In related kiddie fashion news, retailers are now selling foot-attached pajamas in adult sizes – I bought a pair at Target a few years ago, and have since run across an online retailer that is entirely devoted to cashmere and flannel footies. I’d hoped that donning toddler sleepwear would instantly transport me back to a state of stuffed animal-like coziness, but the truth is they left me itchy and claustrophobic. For me anyway, footies are for kids.
05.19.06 Dolls for the Eldery
OK, this is just sad. Japanese toy giant Tomy has begun marketing a talking doll to the so-far underdeveloped market of lonely old ladies.

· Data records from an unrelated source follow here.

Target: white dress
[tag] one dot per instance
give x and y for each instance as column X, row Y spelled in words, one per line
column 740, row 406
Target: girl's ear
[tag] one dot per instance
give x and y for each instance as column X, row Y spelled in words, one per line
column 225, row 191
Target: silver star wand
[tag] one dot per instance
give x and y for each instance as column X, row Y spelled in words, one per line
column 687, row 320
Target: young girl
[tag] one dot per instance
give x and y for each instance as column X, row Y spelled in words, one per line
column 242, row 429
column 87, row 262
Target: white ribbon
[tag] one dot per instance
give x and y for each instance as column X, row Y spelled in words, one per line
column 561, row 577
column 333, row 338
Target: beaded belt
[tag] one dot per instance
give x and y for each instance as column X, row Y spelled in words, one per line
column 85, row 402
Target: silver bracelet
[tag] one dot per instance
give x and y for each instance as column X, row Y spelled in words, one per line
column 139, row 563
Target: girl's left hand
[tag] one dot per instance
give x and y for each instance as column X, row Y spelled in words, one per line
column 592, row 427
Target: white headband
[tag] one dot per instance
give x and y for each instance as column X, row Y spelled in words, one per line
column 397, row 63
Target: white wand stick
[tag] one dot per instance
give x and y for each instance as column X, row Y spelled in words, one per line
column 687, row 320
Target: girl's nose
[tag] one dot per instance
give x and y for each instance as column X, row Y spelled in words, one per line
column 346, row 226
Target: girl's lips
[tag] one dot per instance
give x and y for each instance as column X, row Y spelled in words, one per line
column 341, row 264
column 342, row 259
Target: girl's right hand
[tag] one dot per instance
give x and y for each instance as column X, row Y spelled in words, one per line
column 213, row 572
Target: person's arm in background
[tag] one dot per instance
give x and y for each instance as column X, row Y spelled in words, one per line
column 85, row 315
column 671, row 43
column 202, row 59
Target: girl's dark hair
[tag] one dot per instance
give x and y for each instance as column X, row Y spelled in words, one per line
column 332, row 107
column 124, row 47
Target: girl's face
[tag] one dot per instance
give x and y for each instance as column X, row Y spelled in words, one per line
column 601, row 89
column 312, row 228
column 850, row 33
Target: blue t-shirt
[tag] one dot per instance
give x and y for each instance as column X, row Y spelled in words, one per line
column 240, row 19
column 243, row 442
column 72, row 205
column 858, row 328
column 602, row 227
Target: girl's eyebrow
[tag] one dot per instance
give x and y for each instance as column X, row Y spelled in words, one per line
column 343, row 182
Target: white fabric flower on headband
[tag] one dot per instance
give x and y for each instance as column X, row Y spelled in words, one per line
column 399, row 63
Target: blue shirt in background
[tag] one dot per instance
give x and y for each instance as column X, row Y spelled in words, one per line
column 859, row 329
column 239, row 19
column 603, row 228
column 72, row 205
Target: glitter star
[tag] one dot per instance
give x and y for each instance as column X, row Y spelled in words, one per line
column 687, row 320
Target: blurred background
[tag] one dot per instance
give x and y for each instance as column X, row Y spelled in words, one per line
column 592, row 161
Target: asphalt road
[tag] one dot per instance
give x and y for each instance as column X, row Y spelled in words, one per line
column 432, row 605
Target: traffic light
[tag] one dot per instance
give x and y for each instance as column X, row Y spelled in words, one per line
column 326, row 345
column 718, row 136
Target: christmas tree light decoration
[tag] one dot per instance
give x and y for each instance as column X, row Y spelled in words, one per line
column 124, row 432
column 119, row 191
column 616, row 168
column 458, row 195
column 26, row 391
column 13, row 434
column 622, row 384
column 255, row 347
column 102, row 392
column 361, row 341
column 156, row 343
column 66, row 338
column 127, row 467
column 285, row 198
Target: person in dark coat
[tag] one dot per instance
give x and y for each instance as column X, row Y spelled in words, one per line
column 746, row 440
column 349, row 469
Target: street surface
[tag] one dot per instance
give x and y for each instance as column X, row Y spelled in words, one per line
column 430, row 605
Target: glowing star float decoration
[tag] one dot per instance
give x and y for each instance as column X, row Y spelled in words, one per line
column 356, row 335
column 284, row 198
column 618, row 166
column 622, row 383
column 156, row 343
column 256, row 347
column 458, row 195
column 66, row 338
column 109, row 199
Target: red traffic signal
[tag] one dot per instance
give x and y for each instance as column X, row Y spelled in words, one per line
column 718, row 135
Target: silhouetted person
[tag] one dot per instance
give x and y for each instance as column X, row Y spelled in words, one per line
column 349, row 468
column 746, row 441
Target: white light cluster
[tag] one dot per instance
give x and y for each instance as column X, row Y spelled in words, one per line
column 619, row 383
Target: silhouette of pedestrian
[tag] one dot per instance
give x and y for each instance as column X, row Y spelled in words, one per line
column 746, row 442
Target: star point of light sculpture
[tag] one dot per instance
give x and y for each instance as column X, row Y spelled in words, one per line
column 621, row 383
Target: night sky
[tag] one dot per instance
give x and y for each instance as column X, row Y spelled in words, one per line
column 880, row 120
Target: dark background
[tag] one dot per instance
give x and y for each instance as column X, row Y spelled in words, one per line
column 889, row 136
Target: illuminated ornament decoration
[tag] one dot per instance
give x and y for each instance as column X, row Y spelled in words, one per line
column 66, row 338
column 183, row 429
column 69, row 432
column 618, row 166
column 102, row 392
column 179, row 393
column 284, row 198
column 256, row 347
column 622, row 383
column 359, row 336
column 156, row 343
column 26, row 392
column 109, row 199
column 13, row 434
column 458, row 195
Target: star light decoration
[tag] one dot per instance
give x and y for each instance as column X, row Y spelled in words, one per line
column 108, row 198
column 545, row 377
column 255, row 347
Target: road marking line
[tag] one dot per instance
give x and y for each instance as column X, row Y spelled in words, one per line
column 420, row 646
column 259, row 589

Tomy’s big-eyed, button-nosed dollie feels like a small infant when cradled and comes with a tuft of tawny hair, a pink nightie, and a sound chip that says “I love you.” The objects of all this undying affection: women over the age of 60.
Toy executives say the doll is one of many new toys created in response to the rapidly falling birth rates in Japan; with the juvenile market shrinking, the toy industry is going after older consumers. “We’re redefining the definition of toys,” the president of toy company Takara told the BBC. “We go for teenagers, we go for people in their twenties and thirties, we go for housewives, families and for older people too.”

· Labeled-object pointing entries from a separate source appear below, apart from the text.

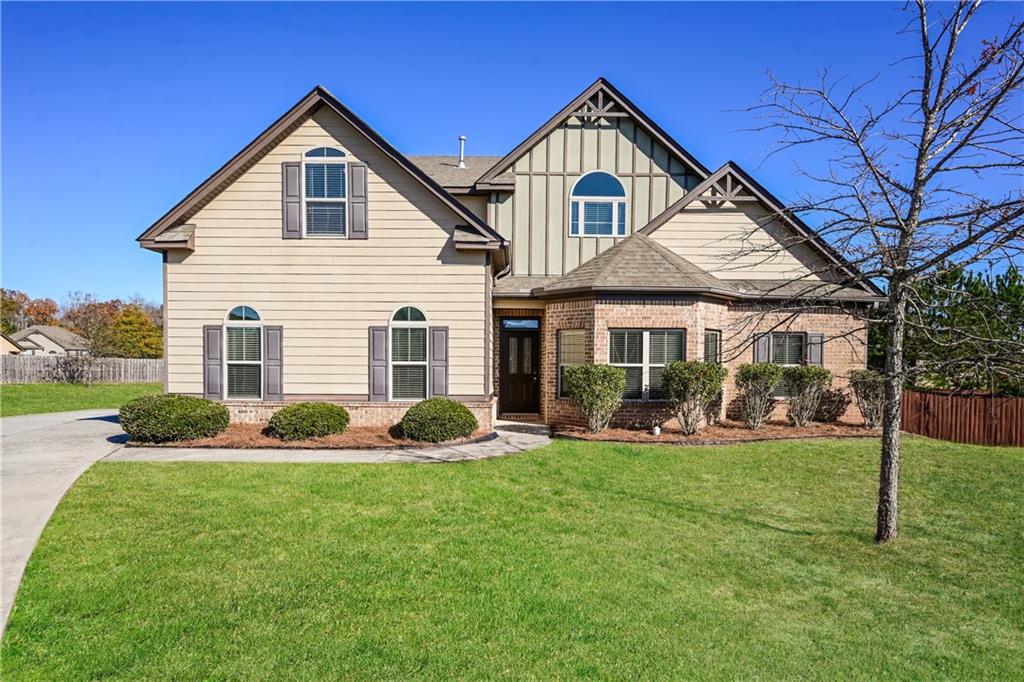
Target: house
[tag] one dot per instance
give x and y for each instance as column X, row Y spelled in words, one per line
column 10, row 346
column 321, row 263
column 50, row 340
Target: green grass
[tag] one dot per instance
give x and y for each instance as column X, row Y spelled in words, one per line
column 36, row 398
column 577, row 560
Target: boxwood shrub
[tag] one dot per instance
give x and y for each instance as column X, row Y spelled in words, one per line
column 166, row 418
column 308, row 420
column 436, row 420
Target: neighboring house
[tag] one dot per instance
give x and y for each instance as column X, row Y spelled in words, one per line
column 10, row 346
column 321, row 263
column 50, row 340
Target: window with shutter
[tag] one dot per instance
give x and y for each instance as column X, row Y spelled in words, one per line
column 571, row 350
column 325, row 196
column 409, row 354
column 644, row 354
column 244, row 354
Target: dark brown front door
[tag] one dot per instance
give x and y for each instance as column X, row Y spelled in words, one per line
column 520, row 372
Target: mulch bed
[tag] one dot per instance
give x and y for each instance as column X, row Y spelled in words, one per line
column 356, row 437
column 724, row 432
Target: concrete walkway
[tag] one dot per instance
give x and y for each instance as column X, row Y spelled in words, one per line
column 42, row 455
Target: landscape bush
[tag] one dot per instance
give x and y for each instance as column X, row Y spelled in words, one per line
column 597, row 391
column 755, row 382
column 437, row 420
column 868, row 387
column 807, row 385
column 692, row 386
column 834, row 405
column 308, row 420
column 165, row 418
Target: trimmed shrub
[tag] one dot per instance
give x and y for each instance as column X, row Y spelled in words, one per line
column 597, row 391
column 692, row 386
column 167, row 417
column 308, row 420
column 756, row 381
column 807, row 384
column 833, row 406
column 436, row 420
column 869, row 388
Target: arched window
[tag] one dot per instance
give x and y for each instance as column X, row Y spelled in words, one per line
column 244, row 353
column 409, row 354
column 325, row 192
column 597, row 206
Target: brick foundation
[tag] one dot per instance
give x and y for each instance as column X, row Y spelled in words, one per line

I’m all for the adult rediscovery of toys, but here’s where my boosterism is drowned by waves of discomfort. Tomy executives claim the dolls are bought by elderly women who “think the dolls are actual grandsons and granddaughters.” Something might have gotten lost in the translation, or this could just be marketing hyperbole, but it’s scary any way you parse it. Toys can be fun, invigorating, stress-relieving and creativity-enhancing when rediscovered by adults, but I think we can all agree they shouldn’t be substitutes for flesh-and-blood relations.
Beyond that, I’ve got a major problem with any toy – or for that matter, any form of entertainment – that plays so fast and loose with the phrase “I love you.” This is one of the main rationales behind the strict No Barney Rule at my house. Apparently, kids don’t seem to take offense when Barney prattles on about how much he loves them, but I swear every time he opens that furry mouth of his and utters yet another unearned intimacy, I’d like to kick him in his big purple nether-regions.
05.15.06 Eau de Play-Doh
‘What better way to celebrate the 50th birthday than by bottling the scent for adults everywhere to enjoy as a reminder to their youth,” said a Play-Doh mucky-muck.

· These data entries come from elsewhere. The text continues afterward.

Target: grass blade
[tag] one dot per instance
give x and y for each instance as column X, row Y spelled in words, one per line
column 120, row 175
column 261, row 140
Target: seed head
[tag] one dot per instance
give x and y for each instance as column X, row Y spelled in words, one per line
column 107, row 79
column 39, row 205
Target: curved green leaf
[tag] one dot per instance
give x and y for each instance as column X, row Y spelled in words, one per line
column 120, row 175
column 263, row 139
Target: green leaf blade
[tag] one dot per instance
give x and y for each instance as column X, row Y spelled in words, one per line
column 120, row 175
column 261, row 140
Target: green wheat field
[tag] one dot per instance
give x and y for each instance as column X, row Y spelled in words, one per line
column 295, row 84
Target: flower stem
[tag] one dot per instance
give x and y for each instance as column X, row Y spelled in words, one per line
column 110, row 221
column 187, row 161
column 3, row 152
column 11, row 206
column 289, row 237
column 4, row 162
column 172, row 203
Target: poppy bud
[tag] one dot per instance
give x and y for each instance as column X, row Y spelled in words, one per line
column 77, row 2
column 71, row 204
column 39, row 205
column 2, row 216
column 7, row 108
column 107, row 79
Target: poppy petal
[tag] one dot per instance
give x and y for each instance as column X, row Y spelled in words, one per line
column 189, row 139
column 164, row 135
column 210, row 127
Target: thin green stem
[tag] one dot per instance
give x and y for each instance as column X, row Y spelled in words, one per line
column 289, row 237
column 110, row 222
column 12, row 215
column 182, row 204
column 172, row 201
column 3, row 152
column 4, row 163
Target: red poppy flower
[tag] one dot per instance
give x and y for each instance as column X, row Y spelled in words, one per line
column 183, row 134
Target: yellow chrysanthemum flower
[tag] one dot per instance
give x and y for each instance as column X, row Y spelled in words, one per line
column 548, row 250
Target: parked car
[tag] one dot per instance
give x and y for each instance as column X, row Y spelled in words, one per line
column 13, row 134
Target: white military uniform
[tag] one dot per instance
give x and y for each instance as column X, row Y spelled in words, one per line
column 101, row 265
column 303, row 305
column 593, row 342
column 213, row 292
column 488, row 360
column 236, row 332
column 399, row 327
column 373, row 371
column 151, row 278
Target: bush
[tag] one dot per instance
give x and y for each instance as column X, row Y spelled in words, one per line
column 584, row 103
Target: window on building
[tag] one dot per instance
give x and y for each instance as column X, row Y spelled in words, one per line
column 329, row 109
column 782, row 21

Ridiculous, of course. But also kind of awesome. After all, high-priced perfumes often advertise overtones of baby powder, bubblegum, marzipan, ice cream or even Band-Aids (exhibit A: Luctor et Emergo, a $165-a-bottle “cult fragrance” often compared to Play-Doh). Play-Doh cologne works the same magic without all the fancy-pants European pretense. And best of all: it’s just $19 a bottle.
News of Play-Doh cologne has prompted a hilarious conversation about the enduring appeal of Play-Doh on the Slashdot message boards; someone even unearthed the original patent application to reveal the closely-guarded recipe. Could it be that the secret appeal of the Play-Doh scent is borax?